The solubility of sotorasib is pH-dependent. Coadministration of Sotorasib with gastric acid-reducing agents decreased sotorasib concentrations, which may reduce the efficacy of sotorasib. Avoid coadministration of Sotorasib with proton pump inhibitors (PPIs), H2 receptor antagonists, and locally acting antacids. If coadministration with an acid-reducing agent cannot be avoided, administer Sotorasib 4 hours before or 10 hours after administration of a locally acting antacid.

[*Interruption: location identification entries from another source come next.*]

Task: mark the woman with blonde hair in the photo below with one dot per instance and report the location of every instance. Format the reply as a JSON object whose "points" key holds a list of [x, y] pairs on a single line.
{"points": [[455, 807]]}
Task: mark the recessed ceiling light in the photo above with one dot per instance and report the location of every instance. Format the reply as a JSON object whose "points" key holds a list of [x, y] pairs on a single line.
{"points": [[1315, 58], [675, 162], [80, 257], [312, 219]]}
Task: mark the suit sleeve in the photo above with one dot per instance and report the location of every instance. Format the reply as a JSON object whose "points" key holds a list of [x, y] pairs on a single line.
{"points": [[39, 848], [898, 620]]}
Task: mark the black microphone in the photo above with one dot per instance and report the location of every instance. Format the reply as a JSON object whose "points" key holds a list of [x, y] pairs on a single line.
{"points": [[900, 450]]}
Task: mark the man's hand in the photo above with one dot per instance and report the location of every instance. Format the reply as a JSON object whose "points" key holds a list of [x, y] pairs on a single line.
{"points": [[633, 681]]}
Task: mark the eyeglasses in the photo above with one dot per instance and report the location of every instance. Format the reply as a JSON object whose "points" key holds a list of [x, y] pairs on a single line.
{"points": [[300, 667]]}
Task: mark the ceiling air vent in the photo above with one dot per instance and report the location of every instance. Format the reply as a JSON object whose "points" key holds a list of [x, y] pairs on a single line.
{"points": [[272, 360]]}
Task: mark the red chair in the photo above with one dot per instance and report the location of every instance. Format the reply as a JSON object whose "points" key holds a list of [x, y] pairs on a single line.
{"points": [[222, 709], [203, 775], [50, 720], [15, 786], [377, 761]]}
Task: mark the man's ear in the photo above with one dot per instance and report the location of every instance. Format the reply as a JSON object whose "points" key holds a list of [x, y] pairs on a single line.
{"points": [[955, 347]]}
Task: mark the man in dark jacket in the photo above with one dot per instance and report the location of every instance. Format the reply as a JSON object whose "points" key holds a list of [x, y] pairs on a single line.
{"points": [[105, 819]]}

Sotorasib is a CYP3A4 substrate. Coadministration of Sotorasib with a strong CYP3A4 inducer decreased sotorasib concentrations, which may reduce the efficacy of sotorasib. Avoid coadministration of Sotorasib with strong CYP3A4 inducers.
Sotorasib is a CYP3A4 inducer. Coadministration of Sotorasib with a CYP3A4 substrate decreased its plasma concentrations, which may reduce the efficacy of the substrate. Avoid coadministration of Sotorasib with CYP3A4 sensitive substrates, for which minimal concentration changes may lead to therapeutic failures of the substrate. If coadministration cannot be avoided, increase the sensitive CYP3A4 substrate dosage in accordance with its Prescribing Information.
Sotorasib is a P-gp inhibitor. Coadministration of Sotorasib with a P-gp substrate increased its plasma concentrations, which may increase the adverse reactions of the substrate. Avoid coadministration of Sotorasib with P-gp substrates, for which minimal concentration changes may lead to serious toxicities. If coadministration cannot be avoided, decrease the P-gp substrate dosage in accordance with its Prescribing Information.
Sotorasib is a BCRP-inhibitor. Coadministration of Sotorasib with a BCRP substrate increased its plasma concentrations, which may increase the risk of adverse reactions of the substrate. When coadministered with Sotorasib, monitor for adverse reactions of the BCRP substrate and decrease the BCRP substrate dosage in accordance with its Prescribing Information.